European markets have enjoyed an uptick in economic momentum over the past few months, leading many to believe the region may finally be getting back on its feet after sovereign debt troubles weighed on confidence over the past four years.
Yet, two risk events could change all of that in October, according to Nomura.
The upcoming Troika review of Greece's reform process and an Italian senate vote could derail recent optimism and bring about a "European structural backsliding," analysts at Nomura Equity Research said in a report.
The European Central Bank, International Monetary Fund and European Union - dubbed the Troika - are due to arrive in Athens sometime next month to assess the pace of reforms.
If they are dissatisfied with Prime Minister Samaras' progress, "it could bring the question of a further debt restructuring back to the fore, and raise concerns over similar steps proving necessary for Cyprus and Portugal," the report said.
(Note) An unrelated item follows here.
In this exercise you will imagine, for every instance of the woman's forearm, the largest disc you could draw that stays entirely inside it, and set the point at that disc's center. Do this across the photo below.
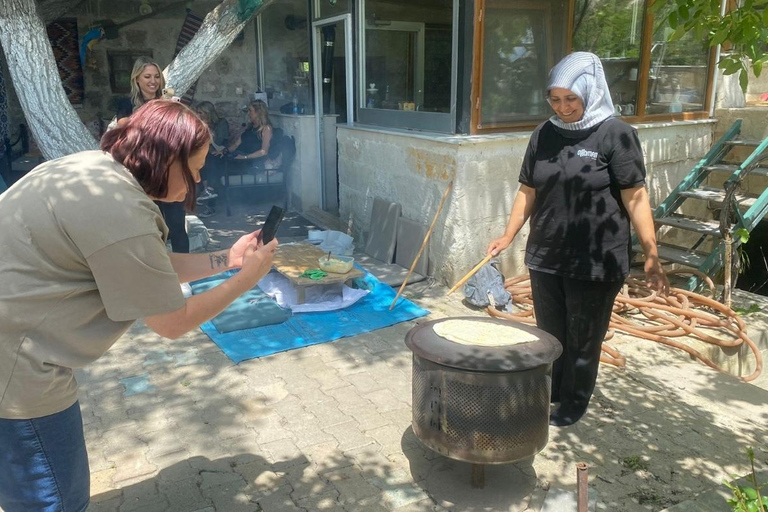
(639, 209)
(199, 308)
(521, 210)
(191, 267)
Athens already received a debt write-down of over 100 billion euros in 2012, the largest ever sovereign-debt haircut. If a second attempt is made, fears of a spillover effect could lead to a spike in peripheral bond-yields, which have fallen recently due to positive growth data.
Last month, German finance minister Wolfgang Schaeuble warned of the possibility of a third bailout package for the Mediterranean nation.
October will also see a vote in Italy's senate on the possible ban of former Prime Minister Silvio Berlusconi from public office, which Nomura argues could pose a threat to the stability of the ruling coalition and revive national political turbulence following the formation of a new government in April.
"The biggest immediate threat to the coalition is, we believe, consideration in the senate over whether Mr Berlusconi should be expelled from the seat he won there in the February 2013 general election under the terms of a 2012 anti-corruption law," wrote Alastair Newton, Nomura's senior political analyst.
"Some of Mr Berlusconi's supporters are arguing that the 2012 law should not be applied retrospectively," which threatens to bring down the government if it is, he added.
(Read more: Italy's crucial tax deal will come at a cost)
These risks could see investor confidence in the euro zone retreat despite the recent spate of upbeat economic reports, including factory activity and second-quarter GDP, which helped both the FTSEurofirst 300 and MSCI Europe indices squeeze out 1 percent gains since the beginning of May.
"The outlook for European equity market performance unambiguously remains closely tied to developments in the continent's large, stressed sovereigns. With this in mind, the European equity markets are likely to trade in line with the market's perception of political risk," the report stated.
(Read more: Should you dive into European markets?)
Despite these risks, Nomura maintains its overweight rating on European equities and expects them to outperform their U.S. counterparts in the months ahead.